User management allows you to add additional users and define their rights which are applied also for the REST API. It has a specific section in FLOW Insights where you can add and remove users as well as specify their roles. In this article we will go over the user management in FLOW covering both the My account and Users sections.
User management menu location on the navigation panel.
User roles
There are 3 levels of access: Admin, Analyst and Viewer and the level of access is descending in this order. User management is currently implemented on the BLOCK level meaning that each FLOW-powered device has its own login details.
Admin - Can add and remove users including Admins, Analysts and Viewers and can do anything i.e. add/remove new analytics, add/remove hardware and software interfaces (I/O relays, Webhooks, SDLC, VMS) and do everything Analyst can such as define traffic tasks, dashboards, data sinks etc. The admins also have the right to change the system settings such as date-time, anonymization and do backups and updates.
Analyst - this user is able to manipulate the analytics they have access to. It means that they can define the traffic tasks, dashboards and use data sinks. Analysts cannot access user management and device/interface settings (i.e. BLOCK settings).
Viewer - Viewers can only view the analytics (definition and dashboard tab) they have access to. They have read-only rights.
Admin can see and manage all analytics. Analyst and Viewer roles, on the other hand, have their access defined for each analytic separately, by default they will, however, have the access set to their user role level of access meaning that Analyst will have their rights set to Analyst on all the analytics. This level of access will be also applied to newly added analytics. The level of access for the individual analytics of Analysts and Viewers can be changed by Admins. Admins can also completely remove access for Analysts and Viewers.
Adding a new user (admin only)
You add new users by clicking on the “Add a user” button in the Users tab. There you need to set the username and password and their user role. You can leave the other details for them to fill out. If you want the user to access only some Analytics you can click on the Specify roles button as shown in the picture below. It opens another window where you can also set the default user role (role this user will get for any newly added analytics) To set roles on all analytics simultaneously you can use the buttons “Set all to” on the top of the columns
User details and interface for individual analytics access.
Scheduled access
In addition to user roles, FLOW user management allows you to restrict user access to a FLOW device for certain times. To restrict access for specific times, change Time mode option to Scheduled and then click on Scheduled access times to define the time intervals in which the access is allowed. You can also set specific dates for which these time intervals are applied.
Editing user profile
Once you have created users you can edit them. Admin can edit details on any user profile while Analyst and Viewer roles can only edit their own details under the My account tab. Here you can change the username and password. To change the password click on Edit and then Change password button and type the new password into each of the 2 provided spaces for verification and click Save Changes on the bottom to confirm it. To change any other details such as username, name, or email address, simply retype the fields and again use the Save changes button.
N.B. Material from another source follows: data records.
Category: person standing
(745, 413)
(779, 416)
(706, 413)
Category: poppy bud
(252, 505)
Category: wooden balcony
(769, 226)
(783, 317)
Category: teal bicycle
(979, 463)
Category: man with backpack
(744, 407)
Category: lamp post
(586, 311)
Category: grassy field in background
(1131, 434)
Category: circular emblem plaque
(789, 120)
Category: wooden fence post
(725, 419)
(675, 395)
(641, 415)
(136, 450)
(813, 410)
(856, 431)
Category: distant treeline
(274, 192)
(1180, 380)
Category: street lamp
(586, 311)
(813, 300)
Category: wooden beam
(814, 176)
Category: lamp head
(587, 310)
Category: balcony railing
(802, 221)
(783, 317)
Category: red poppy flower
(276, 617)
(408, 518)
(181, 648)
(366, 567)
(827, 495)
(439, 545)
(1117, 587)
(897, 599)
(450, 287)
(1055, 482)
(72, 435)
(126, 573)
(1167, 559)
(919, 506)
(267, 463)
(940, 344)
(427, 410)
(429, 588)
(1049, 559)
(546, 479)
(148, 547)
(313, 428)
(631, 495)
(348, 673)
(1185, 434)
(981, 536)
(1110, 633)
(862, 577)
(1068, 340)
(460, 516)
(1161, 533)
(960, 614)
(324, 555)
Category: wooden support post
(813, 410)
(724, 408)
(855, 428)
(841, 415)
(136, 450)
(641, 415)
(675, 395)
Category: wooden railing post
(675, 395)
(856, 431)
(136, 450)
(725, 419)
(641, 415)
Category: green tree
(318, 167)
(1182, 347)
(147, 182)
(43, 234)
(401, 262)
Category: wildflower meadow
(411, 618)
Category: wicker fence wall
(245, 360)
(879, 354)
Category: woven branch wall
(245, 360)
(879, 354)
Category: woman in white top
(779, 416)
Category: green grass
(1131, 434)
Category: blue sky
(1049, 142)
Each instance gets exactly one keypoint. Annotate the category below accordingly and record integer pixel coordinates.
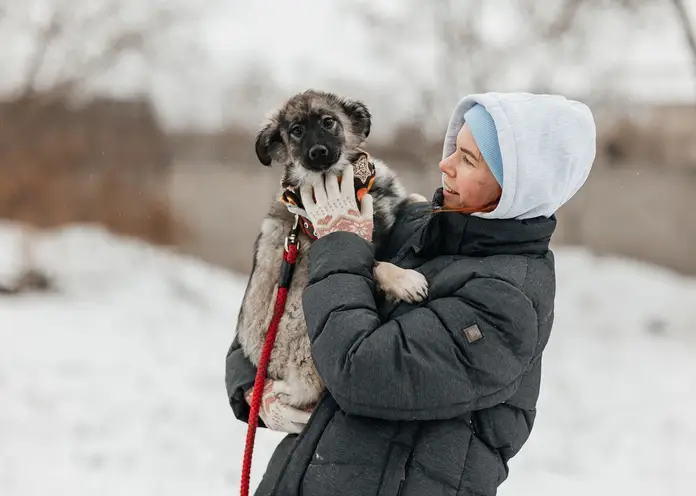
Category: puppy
(311, 134)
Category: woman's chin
(450, 200)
How to create GDPR compliant access
Would you like to publish the traffic insights, dashboards, or live views from the cameras, but you can’t because of GDPR? Creating GDPR compliant and read-only access to your analytic for 3rd parties is easy with FLOW. As an administrator, set up the static and dynamic anonymization zones to blur the faces, licenses or facilities in the analytics settings (read more here). Then create a new user with a Viewer role for this analytic and use this user to access GDPR compliant data. You can also stream only the anonymized video stream via MJPEG.
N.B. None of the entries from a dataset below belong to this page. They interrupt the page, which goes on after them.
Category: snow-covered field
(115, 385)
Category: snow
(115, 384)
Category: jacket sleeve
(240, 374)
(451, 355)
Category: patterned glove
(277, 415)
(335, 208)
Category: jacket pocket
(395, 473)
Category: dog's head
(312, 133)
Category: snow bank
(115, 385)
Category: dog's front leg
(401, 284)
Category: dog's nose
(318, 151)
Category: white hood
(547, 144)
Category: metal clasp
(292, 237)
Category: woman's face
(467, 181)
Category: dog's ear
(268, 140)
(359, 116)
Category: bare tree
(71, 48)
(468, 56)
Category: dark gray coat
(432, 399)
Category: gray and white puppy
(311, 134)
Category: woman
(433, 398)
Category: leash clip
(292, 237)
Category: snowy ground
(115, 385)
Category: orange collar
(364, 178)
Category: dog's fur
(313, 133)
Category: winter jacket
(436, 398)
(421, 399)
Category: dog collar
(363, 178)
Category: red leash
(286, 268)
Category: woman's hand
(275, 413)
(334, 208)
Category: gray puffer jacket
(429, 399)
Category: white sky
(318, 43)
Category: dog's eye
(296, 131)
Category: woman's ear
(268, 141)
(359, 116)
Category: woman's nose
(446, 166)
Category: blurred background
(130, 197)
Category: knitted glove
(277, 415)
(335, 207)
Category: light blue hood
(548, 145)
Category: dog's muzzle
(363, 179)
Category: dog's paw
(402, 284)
FLOW implements advanced tools for static and dynamic anonymization of the images. Dynamic anonymization applies the blurring only to sensitive parts such as faces or LPs.
Users and REST API
The bearer token for the specific user is accessible via API or via INSIGHTS for the logged user in the user profile (tab My account). Based on the user rights of the specific user the API token provides access to the same analytics and in the same level of access as what the user has. In other words, the token allows the user to download data via REST, from analytics which the user can access. This mechanism very easily enables limiting 3rd parties such as smart city platforms or data analysis platforms access to selected traffic insights.
Conclusion
In this article, you have learned about the different user types, their level of access, and how they can be managed. You have also learned how you can comply with GDPR using dynamic anonymization and how API access can be created with users. Thank you for your attention.